Architects and interior designers should be creating workplaces that nudge people into having healthy behaviour, says Dr Michael O'Neill, an expert on the relationship between office design and worker performance who leads Haworth's Global Workplace Research department.
O'Neill was joined at the talk by his co-writer Rex Miller, a futurist, author and consultant. In a conversation moderated by Dezeen's US editor Dan Howarth, the pair explained the findings of the research presented in their book The Healthy Workplace Nudge.
The book builds on the previous work of behavioural economist Richard Taylor, who states that policies and programmes could be designed to nudge people towards decisions that benefit themselves.
"The idea of the nudge is very simple," O'Neill explained. "A nudge simply makes it easy for you to make the choice that's in your best interests. It's about making the right choice easy to make."
Miller argued that workplace design should remove barriers to healthy decisions, while making unhealthy decisions more difficult. "80 per cent of the time we're on a path of least resistance – default mode," he said. "So make the healthy choice the default choice."
The pair offered examples of potential design nudges that could be employed, including placing water coolers further away from peoples' desks to encourage more physical activity, reducing the size of plates in office kitchens to promote portion control, and creating digital-free zones where employees can take a break from their screens.
O'Neill argues that rather than focus on workplace wellness programmes, companies should build spaces that minimise stress and prevent health problems from arising in the first place.
"There's a really big difference between wellness and wellbeing," he says. "Wellness programmes are really attempting to fix existing heath problems – things are already broken by the time that they're trying to do something about it."

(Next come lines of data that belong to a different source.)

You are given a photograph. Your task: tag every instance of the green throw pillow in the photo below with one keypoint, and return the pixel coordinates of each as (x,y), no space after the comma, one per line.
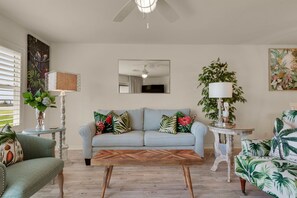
(168,124)
(11,150)
(121,123)
(184,122)
(284,142)
(103,122)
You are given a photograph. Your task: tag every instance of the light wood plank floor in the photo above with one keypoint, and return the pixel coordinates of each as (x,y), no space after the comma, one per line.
(147,181)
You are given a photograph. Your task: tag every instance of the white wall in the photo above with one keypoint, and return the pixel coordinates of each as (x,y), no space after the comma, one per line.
(14,36)
(98,66)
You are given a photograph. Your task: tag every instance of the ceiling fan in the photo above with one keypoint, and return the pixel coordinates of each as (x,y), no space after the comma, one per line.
(146,7)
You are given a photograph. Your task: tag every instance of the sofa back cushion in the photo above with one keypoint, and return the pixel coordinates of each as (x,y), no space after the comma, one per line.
(153,117)
(290,117)
(135,117)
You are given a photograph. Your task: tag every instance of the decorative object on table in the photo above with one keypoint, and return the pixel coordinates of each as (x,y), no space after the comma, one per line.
(63,82)
(10,148)
(218,72)
(38,64)
(220,90)
(283,69)
(40,101)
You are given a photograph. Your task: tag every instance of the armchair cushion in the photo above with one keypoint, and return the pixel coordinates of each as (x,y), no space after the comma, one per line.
(274,176)
(258,148)
(11,150)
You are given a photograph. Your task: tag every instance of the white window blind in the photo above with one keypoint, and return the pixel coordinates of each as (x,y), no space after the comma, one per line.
(10,86)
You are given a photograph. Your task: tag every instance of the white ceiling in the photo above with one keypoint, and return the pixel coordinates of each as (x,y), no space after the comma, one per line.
(200,22)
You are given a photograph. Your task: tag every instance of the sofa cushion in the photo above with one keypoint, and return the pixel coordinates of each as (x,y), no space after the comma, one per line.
(133,138)
(103,122)
(273,176)
(168,124)
(152,117)
(155,138)
(135,116)
(121,123)
(25,178)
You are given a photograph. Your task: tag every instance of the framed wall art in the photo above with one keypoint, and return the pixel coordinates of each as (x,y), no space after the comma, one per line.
(38,64)
(283,69)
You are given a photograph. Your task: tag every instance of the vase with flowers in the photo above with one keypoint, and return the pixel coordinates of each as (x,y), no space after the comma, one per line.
(40,101)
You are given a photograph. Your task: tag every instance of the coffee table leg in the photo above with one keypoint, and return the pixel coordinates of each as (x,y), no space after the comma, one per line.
(184,171)
(105,178)
(109,175)
(189,181)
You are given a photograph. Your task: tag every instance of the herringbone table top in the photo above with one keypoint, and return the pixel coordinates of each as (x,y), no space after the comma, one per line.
(146,157)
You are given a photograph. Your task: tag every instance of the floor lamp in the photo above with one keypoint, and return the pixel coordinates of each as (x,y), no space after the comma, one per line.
(63,82)
(220,90)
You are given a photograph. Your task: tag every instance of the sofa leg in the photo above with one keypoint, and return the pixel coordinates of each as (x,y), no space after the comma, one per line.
(88,162)
(61,183)
(242,183)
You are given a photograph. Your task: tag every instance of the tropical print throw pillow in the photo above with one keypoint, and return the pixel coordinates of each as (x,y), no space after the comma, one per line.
(168,124)
(284,142)
(11,150)
(103,122)
(258,148)
(290,117)
(121,123)
(184,122)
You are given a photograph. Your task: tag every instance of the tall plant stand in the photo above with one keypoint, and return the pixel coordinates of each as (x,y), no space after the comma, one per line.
(223,151)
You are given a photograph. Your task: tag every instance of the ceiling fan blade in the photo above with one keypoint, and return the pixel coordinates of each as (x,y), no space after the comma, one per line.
(167,11)
(125,11)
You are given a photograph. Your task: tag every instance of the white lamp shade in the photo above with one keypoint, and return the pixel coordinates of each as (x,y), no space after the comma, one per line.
(220,90)
(146,6)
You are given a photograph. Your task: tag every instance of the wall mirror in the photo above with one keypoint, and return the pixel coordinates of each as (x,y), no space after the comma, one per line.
(144,76)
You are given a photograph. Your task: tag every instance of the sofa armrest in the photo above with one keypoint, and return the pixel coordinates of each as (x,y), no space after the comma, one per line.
(87,132)
(3,182)
(199,130)
(258,148)
(36,147)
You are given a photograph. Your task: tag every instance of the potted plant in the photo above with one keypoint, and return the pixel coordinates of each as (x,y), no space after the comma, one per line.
(218,72)
(40,101)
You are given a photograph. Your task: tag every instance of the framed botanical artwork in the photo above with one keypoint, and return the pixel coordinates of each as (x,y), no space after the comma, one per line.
(38,64)
(283,69)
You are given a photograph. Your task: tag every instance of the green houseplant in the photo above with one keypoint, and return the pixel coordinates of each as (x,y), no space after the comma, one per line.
(218,72)
(40,101)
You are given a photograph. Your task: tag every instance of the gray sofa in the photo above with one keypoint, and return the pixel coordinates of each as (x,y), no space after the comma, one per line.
(145,124)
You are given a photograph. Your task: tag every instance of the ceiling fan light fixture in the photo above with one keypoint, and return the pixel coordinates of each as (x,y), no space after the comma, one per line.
(146,6)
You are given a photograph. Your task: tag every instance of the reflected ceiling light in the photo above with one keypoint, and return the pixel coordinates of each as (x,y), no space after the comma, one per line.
(144,73)
(146,6)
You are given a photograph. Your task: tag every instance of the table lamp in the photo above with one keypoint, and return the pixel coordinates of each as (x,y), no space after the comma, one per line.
(220,90)
(63,82)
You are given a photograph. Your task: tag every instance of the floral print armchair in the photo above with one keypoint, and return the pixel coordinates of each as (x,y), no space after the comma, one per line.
(271,165)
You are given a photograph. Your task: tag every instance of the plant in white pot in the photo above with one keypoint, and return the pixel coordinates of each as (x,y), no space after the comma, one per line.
(218,72)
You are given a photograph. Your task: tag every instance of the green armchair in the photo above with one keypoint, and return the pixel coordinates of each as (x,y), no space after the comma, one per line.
(39,167)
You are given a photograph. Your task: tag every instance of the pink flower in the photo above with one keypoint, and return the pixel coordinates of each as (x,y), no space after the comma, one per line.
(185,120)
(100,126)
(108,119)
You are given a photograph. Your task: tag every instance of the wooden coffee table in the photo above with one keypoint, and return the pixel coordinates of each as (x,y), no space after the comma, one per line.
(110,158)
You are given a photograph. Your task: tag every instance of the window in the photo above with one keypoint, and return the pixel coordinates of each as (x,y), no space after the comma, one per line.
(10,86)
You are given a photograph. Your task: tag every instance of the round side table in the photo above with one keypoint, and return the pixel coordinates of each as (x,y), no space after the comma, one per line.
(226,155)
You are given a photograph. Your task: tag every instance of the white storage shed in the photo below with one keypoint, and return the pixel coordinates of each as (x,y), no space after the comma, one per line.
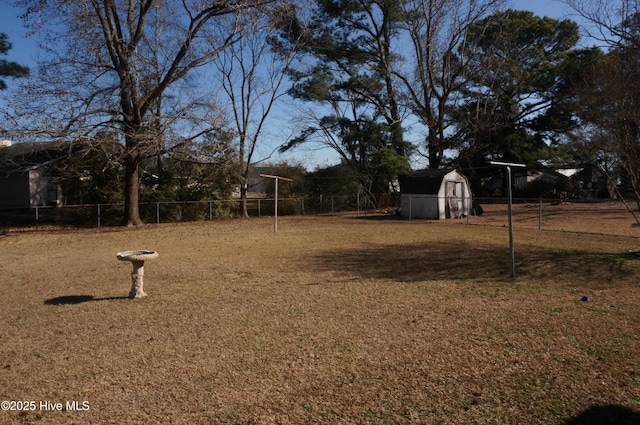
(435,194)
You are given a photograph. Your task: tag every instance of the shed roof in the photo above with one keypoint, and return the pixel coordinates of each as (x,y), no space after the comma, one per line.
(424,181)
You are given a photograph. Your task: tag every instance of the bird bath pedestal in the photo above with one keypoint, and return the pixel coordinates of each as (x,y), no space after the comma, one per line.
(137,258)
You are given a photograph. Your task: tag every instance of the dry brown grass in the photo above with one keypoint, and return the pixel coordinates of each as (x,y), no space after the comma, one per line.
(331,320)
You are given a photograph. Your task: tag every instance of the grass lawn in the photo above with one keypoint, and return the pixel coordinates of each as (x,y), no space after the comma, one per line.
(332,320)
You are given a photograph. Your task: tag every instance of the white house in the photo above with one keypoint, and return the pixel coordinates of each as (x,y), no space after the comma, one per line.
(435,194)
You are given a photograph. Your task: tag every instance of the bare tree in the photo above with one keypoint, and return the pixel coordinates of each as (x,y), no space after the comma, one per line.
(95,72)
(609,22)
(252,76)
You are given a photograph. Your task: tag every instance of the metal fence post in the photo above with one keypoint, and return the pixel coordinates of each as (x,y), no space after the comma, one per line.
(540,215)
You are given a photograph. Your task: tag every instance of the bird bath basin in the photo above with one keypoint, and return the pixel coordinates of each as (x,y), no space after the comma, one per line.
(137,259)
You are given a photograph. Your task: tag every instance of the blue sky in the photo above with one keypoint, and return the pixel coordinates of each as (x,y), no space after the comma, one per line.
(23,51)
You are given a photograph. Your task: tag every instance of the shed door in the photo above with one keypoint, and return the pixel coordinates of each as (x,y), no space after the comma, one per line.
(452,199)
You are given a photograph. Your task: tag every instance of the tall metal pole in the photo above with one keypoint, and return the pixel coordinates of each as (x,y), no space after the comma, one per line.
(275,220)
(275,217)
(508,165)
(509,202)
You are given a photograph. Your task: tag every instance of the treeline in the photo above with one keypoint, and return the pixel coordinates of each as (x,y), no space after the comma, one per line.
(172,100)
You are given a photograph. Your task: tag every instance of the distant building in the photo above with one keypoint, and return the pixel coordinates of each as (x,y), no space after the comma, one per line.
(435,194)
(23,180)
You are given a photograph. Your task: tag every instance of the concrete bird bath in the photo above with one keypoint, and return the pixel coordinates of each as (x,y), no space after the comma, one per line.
(137,258)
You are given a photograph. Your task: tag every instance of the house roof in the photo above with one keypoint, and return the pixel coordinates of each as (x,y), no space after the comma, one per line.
(424,181)
(22,157)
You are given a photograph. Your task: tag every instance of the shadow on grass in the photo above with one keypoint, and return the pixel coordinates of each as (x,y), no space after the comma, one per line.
(459,260)
(78,299)
(606,415)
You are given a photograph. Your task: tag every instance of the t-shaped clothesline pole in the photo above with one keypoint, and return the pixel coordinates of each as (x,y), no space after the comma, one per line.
(275,217)
(508,165)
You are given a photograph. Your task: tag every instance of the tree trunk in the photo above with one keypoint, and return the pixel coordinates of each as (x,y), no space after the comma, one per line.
(131,186)
(244,213)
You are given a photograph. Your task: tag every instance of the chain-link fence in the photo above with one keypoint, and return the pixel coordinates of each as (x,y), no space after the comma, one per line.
(103,215)
(595,216)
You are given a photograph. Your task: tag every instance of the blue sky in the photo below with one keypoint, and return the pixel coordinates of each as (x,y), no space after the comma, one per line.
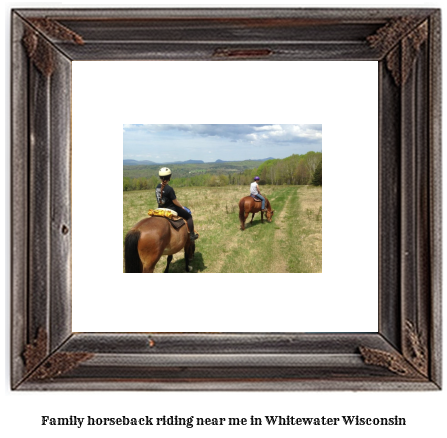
(167,143)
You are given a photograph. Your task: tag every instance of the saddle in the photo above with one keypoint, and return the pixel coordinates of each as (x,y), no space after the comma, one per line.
(177,222)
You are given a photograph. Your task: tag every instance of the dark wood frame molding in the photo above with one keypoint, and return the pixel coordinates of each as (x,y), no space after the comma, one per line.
(405,354)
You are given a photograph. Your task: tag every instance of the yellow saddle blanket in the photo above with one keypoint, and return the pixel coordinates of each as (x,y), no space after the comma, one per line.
(164,212)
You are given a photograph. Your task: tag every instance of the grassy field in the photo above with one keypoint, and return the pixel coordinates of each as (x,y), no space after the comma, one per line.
(292,242)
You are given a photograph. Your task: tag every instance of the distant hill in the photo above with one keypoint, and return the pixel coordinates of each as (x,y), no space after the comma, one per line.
(149,163)
(146,162)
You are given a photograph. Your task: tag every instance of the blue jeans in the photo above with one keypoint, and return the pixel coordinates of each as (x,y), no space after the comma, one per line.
(262,199)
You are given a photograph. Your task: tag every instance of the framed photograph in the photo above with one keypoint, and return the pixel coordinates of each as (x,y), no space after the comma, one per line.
(50,352)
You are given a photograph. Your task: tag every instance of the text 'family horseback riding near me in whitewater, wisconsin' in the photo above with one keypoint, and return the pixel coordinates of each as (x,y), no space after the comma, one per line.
(193,421)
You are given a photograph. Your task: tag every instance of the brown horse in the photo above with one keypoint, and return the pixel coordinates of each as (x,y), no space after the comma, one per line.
(151,238)
(248,205)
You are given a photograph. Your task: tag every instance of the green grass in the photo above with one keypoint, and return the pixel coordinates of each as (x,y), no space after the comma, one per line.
(223,247)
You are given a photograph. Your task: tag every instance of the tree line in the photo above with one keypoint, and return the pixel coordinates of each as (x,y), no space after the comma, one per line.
(294,170)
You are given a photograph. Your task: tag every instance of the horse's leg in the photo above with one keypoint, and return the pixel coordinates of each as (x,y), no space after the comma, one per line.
(150,250)
(168,263)
(186,261)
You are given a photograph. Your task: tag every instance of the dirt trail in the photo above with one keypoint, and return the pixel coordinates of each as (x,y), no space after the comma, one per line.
(279,264)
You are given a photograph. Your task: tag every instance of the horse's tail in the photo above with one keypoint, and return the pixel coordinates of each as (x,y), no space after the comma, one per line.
(132,260)
(241,210)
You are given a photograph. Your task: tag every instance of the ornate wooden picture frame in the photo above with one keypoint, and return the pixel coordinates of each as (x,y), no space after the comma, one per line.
(405,353)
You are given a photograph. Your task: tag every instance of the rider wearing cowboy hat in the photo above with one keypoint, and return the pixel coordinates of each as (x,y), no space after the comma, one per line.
(166,199)
(254,190)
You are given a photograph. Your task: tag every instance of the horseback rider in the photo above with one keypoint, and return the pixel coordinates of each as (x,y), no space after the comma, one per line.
(166,199)
(254,191)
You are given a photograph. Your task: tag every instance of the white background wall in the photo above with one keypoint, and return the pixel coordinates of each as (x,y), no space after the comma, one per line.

"We realised that we need to reframe the the problem and think about it in terms of wellbeing instead," he continued. "The idea of wellbeing is to try to change people's behaviours that are leading to these problems with their health, to get to them before they're sick."
The pair believe that companies that employ the recommendations of their research will gain an advantage in the marketplace against their competitors.
"When companies start building spaces using these criteria, they're going to be able to use that to attract and retain staff," explains O'Neill. "People really care about their wellbeing, especially younger generations."